Burmese and The Secret of Tonal Languages
Most Burmese people who come into daily contact with foreigners speak English to some degree. A casual visitor may even remark that "everyone" in Myamar speaks English. As is so often the case, this is patently untrue. The English language is very prevalent throughout the country, it was after all a British colony and English is apparently being learned by every student, young and old. But, that being said, it is highly unlikely that your average shop assistant, barber, rickshaw driver or street vendor knows any English beyond "hello" and "goodbye".
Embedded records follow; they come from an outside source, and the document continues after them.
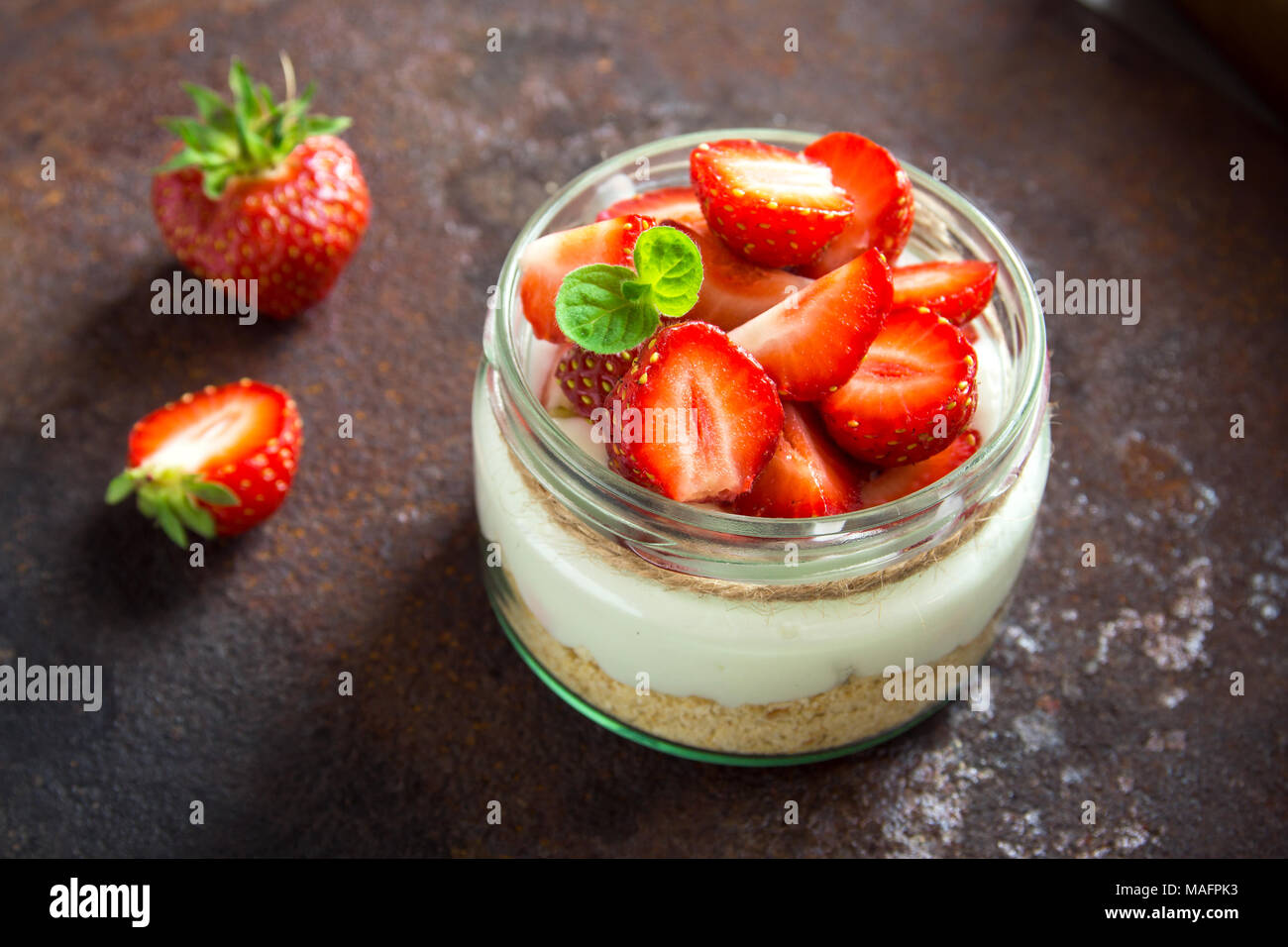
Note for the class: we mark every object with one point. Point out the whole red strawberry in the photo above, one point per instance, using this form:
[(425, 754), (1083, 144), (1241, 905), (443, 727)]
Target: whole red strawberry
[(215, 462), (262, 191)]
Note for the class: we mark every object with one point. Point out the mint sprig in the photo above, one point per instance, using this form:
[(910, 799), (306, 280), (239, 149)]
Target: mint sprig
[(606, 309), (249, 136)]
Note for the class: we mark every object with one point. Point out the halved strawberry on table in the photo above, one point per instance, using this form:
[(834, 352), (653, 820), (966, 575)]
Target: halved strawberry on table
[(669, 202), (772, 206), (880, 192), (812, 342), (715, 416), (898, 482), (912, 393), (733, 290), (807, 475), (217, 462), (550, 258), (956, 290)]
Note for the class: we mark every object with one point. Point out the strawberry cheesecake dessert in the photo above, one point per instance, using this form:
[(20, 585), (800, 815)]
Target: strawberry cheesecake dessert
[(751, 436)]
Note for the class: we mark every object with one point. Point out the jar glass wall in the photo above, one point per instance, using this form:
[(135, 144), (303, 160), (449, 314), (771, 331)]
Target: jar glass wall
[(741, 639)]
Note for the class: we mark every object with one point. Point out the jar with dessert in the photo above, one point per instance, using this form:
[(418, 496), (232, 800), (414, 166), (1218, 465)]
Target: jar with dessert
[(759, 436)]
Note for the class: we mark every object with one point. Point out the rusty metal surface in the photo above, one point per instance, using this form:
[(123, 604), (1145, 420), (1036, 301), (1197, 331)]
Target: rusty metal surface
[(1111, 684)]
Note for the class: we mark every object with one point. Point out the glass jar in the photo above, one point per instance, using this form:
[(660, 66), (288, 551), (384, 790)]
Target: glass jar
[(738, 639)]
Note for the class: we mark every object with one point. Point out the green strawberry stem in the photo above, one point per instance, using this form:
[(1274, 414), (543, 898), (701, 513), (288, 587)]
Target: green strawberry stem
[(172, 499), (250, 137)]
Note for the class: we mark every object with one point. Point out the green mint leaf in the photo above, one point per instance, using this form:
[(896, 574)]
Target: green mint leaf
[(592, 309), (636, 291), (211, 492), (120, 487), (669, 263)]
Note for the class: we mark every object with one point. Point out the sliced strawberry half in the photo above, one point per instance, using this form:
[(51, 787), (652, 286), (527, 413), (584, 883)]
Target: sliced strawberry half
[(698, 416), (880, 191), (807, 474), (812, 342), (588, 379), (733, 290), (669, 202), (958, 291), (898, 482), (912, 393), (215, 462), (771, 205), (550, 258)]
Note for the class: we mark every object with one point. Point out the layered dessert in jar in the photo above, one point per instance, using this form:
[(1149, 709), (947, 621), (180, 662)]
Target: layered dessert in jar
[(761, 418)]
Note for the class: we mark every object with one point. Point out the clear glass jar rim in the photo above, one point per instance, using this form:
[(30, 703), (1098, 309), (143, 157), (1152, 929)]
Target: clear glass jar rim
[(1019, 416)]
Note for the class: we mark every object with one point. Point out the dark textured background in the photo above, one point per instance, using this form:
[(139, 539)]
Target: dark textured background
[(1111, 684)]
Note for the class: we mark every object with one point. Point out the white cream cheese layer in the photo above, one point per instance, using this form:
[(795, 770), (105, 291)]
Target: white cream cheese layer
[(745, 652)]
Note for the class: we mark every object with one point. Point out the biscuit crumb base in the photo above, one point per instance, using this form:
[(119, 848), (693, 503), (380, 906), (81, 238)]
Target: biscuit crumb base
[(851, 712)]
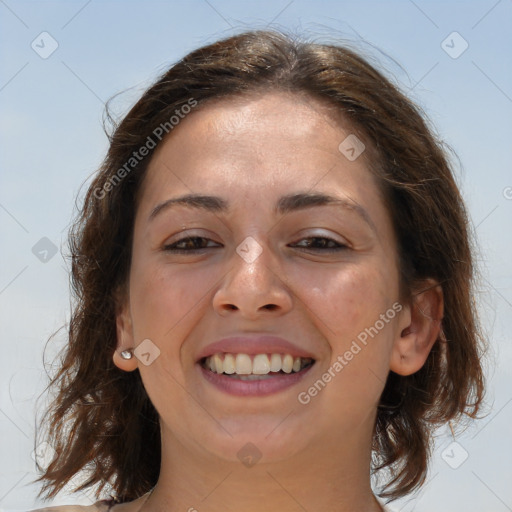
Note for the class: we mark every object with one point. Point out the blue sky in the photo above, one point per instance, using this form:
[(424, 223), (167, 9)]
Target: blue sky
[(51, 141)]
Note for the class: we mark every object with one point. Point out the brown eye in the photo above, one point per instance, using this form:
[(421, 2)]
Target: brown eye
[(188, 244), (320, 243)]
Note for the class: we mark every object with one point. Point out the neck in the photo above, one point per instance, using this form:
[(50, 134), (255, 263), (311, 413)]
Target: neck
[(324, 478)]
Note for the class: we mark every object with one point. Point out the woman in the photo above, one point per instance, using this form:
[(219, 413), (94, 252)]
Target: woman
[(273, 291)]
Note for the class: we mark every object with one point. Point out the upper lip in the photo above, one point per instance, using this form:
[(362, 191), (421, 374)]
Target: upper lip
[(252, 345)]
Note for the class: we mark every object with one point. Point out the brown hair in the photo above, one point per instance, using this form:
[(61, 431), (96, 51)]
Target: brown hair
[(99, 409)]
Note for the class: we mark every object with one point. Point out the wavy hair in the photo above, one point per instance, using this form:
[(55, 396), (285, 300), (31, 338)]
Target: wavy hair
[(99, 409)]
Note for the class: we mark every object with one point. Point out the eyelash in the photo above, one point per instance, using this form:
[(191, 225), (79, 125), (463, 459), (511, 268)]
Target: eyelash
[(172, 247)]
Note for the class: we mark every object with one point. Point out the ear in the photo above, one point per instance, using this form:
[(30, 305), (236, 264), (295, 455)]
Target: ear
[(124, 331), (421, 325)]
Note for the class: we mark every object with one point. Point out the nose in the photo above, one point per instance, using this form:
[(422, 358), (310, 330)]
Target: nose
[(253, 286)]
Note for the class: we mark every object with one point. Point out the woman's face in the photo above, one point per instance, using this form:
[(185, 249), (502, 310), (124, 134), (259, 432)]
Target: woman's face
[(267, 257)]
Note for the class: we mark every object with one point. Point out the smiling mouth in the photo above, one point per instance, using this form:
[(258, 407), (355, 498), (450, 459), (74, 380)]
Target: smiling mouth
[(255, 367)]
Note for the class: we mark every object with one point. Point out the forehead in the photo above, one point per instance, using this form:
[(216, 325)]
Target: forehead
[(258, 142)]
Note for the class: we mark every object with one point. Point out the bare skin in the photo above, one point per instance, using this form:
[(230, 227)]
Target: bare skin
[(315, 456)]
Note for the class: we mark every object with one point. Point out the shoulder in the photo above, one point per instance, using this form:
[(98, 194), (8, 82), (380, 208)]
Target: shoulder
[(99, 506)]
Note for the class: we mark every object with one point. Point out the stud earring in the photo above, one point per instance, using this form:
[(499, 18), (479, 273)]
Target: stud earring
[(127, 354)]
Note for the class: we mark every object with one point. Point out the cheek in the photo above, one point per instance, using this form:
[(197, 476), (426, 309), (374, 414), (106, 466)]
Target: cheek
[(161, 299), (348, 301)]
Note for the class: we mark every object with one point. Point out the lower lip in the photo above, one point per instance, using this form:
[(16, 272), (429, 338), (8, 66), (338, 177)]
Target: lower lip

Though I tried my Burmese out at the hotel's front desk, it was on the street that I really made use of it. To be honest, I found Burmese pronunciation to be extremely difficult. I remember trying to rattle off some sentences and being answered bylittle more than bemused smiles. I seemed to be getting my message across less than half the time. Then one day I went to visit the famous Shwedagon Pagoda Complex in central Yangon. There I met a monk, a very intelligent man, who was learning English. Like a well worn path our conversation finally came around to an examination of our respective languages. It was then that the monk told me the secret to learning and speaking tonal languages, and believe me, it applies to them all. The secret is this: when all the words in a sentence use the neutral tone (i.e., your natural voice) the result is completely monotonous; the voice does not waver up or down to nuance words or create questions as it would in English. It is flat and atonal. By slipping a toned word in amongst the neutrals it's possible to hear how the tones really worked. Burmese pronunciation is difficult and I still made a lot of errors but from that day forth I started making a lot more sense.